Eli's eyes widened. "Who—"

"Marcus's men." Adrian grabbed his gun from the table. "You stay here, no matter what you hear. Understand?"

Eli reached for him, desperate. "I can't just—"

"You can." Adrian's tone softened. "Because I need you to live, Eli."

The words landed like a promise. And then he was gone — disappearing into the storm.

Eli stood frozen by the window, watching the blur of motion below as black cars slid through the rain-soaked streets. A gunshot cracked somewhere in the distance. Another.

Lightning flashed. For a heartbeat, Eli saw Adrian outside — coat whipping in the wind, a shadow against the storm, moving with deadly precision. But he was outnumbered.

Eli's pulse roared in his ears. He grabbed the small knife from the counter — the only thing within reach — and ran.

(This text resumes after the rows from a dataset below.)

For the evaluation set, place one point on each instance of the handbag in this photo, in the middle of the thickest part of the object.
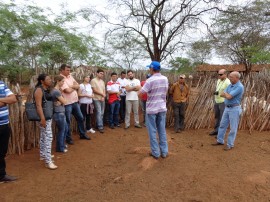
(31, 110)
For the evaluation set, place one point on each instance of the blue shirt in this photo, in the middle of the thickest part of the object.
(236, 91)
(4, 92)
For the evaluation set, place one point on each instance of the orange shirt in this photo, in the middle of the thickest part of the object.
(70, 97)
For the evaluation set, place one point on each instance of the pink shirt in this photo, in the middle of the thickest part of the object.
(70, 97)
(115, 87)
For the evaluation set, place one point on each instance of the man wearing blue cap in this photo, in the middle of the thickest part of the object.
(156, 88)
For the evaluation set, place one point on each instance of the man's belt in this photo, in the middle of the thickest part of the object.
(232, 105)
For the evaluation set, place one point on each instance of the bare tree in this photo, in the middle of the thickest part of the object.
(159, 25)
(242, 32)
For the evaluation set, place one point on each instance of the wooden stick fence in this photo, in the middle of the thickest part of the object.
(199, 111)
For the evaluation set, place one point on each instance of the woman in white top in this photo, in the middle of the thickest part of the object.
(86, 94)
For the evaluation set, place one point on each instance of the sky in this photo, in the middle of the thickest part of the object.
(99, 5)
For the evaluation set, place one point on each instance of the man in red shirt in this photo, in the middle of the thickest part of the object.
(144, 99)
(113, 89)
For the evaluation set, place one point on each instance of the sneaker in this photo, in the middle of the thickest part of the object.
(43, 158)
(164, 155)
(91, 131)
(138, 126)
(51, 166)
(7, 178)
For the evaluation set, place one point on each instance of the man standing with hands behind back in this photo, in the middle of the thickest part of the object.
(180, 93)
(6, 97)
(233, 95)
(69, 91)
(132, 100)
(156, 88)
(222, 84)
(98, 86)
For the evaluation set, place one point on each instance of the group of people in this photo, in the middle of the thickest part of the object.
(80, 100)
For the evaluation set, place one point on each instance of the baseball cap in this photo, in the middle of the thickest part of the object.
(155, 65)
(182, 76)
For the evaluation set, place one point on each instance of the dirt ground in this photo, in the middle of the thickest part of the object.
(115, 166)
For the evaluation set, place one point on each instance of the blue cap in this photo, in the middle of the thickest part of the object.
(155, 65)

The elevator doors opened into chaos. Shouts. The echo of boots. Thunder swallowing gunfire. And through it all, Adrian's voice — sharp, commanding.

"Eli, stay back!"

But Eli didn't. He ran toward the sound.

He saw Marcus then — a man in a dark suit, calm amidst the violence. His smile was cold. "The boy," he said, nodding toward Eli. "So this is what you've been hiding, Adrian."

Adrian raised his weapon. "You won't touch him."

Marcus smirked. "You're predictable. Still trying to protect what you can't keep."

A shot rang out. Eli screamed.

When the smoke cleared, Marcus was gone — and Adrian was on his knees, blood staining the rain around him.

Eli dropped beside him. "No, no, no—"

Adrian's hand found his, weak but firm. "I told you… not to follow."

"I don't listen well," Eli whispered, tears mixing with the rain.

Adrian's lips curved into a faint, broken smile. "I noticed."

The sirens wailed in the distance. The storm began to ease.

Eli pressed his forehead to Adrian's. "You're not dying here."

Adrian's eyes fluttered shut. "Not if you keep talking like that."

He laughed once — breathless, trembling — and then went still in Eli's arms, the rain washing the blood from h

is hands.

Outside, the city lights flickered through the downpour. Inside the storm, love and loss met quietly, bound by everything they couldn't say.